So you plugged a surge protector into a gfci receptacle? If so then your good to go.


----------



## gregzoll

I have no problems with the GFCI that my Garage Door opener is connected to, but then again 99% of the time, only thing hooked to that circuit (20amp with 20amp GCFI) is the opener. Other times during summer it is the XM unit, but the door stays open.


----------



## bobelectric

Docfletcher said:


> Gfi are required in commercial kitchens due to the constant wet environment .
> Much more so than a residential setting.
> 
> As the GFCI monitors current flowing from hot to neutral it looks for a imbalance in current between the two points. Due to the sensitive nature of GFI's even a slight imbalance (or mismatch) of 4 or 5 milliamps will trip the GFI. The GFI is more suited to locations which can be wet, like counter tops, where your toaster and blender type appliances are located.
> I'd be interested to see which states and towns now require GFI's for refrigerators and which are planing to require them.
> 
> I'd also like to see the statistics for electrocution by refrigerators. :laughing:
> 
> s


I did a service call in an apartment unit,"get a shock when I touch fridge and water at sink." Fridge compressor leaking to ground.Two wire system, installed g.f.c.i. receptacle,told landlord of my quick fix to protect tentant untill you buy a new appliance.G.f.c.i. tripped ,food thawed out overnight, Guess who is the J.O. ?


----------



## boman47k

Don't mind me folks. I just kind of pop in heref rom time to time, and I find this an interesting thread.

For the electricians. Can a surge in power to the start windings in a motor not cause an imbalance and throw the GFCI? I know compressors take a pretty good jolt to start especially when they get a little age on them. What, about 3 times or more the normal amperage required to run the compressor?
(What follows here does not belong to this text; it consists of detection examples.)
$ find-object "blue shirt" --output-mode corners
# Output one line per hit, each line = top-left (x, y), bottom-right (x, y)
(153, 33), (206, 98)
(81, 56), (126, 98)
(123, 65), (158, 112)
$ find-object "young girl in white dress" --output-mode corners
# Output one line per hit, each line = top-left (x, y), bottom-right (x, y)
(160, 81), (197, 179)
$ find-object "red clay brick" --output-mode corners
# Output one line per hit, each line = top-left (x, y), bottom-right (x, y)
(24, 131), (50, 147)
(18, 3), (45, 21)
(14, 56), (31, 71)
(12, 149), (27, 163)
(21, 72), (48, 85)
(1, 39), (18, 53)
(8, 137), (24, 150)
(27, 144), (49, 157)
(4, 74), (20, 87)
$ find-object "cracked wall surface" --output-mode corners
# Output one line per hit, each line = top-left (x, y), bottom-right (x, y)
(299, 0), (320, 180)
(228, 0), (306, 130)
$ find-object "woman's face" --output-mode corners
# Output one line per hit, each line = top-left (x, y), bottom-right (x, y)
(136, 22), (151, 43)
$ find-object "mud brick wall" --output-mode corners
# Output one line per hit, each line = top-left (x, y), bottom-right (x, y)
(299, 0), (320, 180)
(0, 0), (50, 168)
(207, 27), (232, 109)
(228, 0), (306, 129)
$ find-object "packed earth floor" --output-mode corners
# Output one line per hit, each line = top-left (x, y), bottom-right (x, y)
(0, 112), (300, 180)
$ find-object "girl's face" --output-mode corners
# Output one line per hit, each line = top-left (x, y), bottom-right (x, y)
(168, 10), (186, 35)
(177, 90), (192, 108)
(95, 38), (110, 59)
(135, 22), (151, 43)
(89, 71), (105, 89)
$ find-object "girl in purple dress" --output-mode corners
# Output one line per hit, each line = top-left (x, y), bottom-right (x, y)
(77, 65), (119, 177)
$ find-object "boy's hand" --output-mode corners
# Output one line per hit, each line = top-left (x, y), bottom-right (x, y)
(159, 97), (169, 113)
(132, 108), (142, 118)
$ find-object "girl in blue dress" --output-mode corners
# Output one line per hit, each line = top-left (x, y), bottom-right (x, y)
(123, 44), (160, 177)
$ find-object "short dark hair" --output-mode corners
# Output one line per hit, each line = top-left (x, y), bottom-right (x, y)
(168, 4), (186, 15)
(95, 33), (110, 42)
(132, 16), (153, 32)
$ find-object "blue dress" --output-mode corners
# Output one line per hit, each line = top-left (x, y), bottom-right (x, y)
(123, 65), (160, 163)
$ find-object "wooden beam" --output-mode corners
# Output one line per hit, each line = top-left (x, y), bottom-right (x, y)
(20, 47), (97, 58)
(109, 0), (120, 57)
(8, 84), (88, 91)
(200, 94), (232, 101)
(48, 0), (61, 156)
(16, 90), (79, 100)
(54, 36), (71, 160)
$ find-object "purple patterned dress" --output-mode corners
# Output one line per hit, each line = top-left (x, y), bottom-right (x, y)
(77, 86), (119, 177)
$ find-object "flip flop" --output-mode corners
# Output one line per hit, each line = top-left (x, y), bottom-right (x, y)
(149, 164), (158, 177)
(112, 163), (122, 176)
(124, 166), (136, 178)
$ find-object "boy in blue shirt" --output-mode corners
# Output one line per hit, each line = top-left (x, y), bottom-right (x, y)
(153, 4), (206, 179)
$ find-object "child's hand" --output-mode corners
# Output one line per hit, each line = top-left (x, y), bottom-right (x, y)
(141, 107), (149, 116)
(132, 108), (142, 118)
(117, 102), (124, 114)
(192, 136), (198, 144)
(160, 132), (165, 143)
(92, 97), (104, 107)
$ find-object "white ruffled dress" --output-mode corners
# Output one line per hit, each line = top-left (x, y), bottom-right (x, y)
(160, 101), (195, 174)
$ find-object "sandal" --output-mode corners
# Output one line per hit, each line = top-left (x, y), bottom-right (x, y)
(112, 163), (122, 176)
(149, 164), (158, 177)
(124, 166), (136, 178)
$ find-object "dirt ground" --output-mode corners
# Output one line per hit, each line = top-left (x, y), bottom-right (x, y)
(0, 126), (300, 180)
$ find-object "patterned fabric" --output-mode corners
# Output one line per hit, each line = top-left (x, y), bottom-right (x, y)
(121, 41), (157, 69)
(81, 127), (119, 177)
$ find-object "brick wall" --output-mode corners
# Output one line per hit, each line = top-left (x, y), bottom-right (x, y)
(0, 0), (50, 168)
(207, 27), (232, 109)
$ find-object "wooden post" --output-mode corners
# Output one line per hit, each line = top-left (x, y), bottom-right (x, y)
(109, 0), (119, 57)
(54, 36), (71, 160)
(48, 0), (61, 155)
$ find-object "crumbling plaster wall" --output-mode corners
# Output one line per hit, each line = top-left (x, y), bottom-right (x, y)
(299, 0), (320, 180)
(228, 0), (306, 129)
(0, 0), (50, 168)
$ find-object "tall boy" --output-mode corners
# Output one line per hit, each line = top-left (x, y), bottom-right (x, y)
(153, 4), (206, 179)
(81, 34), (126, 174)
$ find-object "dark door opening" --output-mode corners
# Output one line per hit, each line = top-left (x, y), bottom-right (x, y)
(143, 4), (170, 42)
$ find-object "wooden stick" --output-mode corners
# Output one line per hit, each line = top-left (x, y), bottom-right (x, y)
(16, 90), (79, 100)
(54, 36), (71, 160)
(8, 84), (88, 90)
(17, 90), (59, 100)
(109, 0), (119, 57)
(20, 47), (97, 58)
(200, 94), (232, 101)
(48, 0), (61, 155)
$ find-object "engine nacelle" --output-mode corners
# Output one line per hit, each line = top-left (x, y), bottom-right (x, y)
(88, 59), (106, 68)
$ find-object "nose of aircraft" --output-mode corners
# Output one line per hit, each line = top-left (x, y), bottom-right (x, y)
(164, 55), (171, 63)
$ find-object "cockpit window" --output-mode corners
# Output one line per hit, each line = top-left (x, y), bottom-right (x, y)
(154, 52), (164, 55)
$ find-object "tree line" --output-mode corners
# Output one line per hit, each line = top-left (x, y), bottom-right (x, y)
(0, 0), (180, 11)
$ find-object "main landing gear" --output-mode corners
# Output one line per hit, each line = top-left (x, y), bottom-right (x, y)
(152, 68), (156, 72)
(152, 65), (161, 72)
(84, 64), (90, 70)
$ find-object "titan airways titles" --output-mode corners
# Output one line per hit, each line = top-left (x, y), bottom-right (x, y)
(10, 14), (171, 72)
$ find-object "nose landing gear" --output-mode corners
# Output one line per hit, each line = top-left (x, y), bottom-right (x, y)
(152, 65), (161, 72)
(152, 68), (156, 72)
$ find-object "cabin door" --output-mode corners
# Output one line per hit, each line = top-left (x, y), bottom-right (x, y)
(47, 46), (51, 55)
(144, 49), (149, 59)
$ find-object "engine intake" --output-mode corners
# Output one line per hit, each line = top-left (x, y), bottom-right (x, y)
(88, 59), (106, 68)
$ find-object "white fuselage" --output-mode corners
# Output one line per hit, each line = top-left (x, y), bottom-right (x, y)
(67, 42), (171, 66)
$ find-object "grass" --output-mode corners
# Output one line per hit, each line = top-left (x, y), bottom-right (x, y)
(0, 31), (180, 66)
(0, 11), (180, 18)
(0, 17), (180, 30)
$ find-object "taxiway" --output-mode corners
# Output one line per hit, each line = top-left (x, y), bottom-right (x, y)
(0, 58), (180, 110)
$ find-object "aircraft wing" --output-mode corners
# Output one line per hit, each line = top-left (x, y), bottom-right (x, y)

What happens with the GFCI if one of the windings are bad. Start or run windings? What about a weak capacitor on some motors. Will it just burn completely, or will it trip a breaker before the it trips the GFCI?

If you ohm a fridge out looking for a leak after discharging the parts that need discharging, to you ohm the compressor then the timer leads, or do you ohm all the stats and defrost heater element, fan motor, etc.?

I haven't given this subject any thought in a long time.


----------



## Leah Frances

Docfletcher said:


> One should have it checked out after the GFI trips and if it is then proven there is no electical issue with with the fridge... Remove the GFI and install a standard outlet. Like most people all over these united states have.


I'm MOST PEOPLE and I have my upright freezer plugged into a GFCI rec. 

Sure, the NEC does not _require_ GFCI for a receptacle on a *dedicated branch circuit located and identified for a cord-and-plug-connected appliance*,* such as a refrigerator or freezer*. 

BUT I did not get the feeling that is what the OP was talking about. 

BTW, when I moved into my new-old house the previous owner left a fridge in the basement, the door handle was energized. This led to a... wait for it.. shocking situation. 

I don't know where I read it, but: "Meat that is already dead needs less protection than Meat that is still alive."

Leah - just call me Live Meat - Frances


----------



## piraqadam

I am no expert, though I have dabbled in home repair projects from time to time. I seem to feel that there is a common sense middle ground. 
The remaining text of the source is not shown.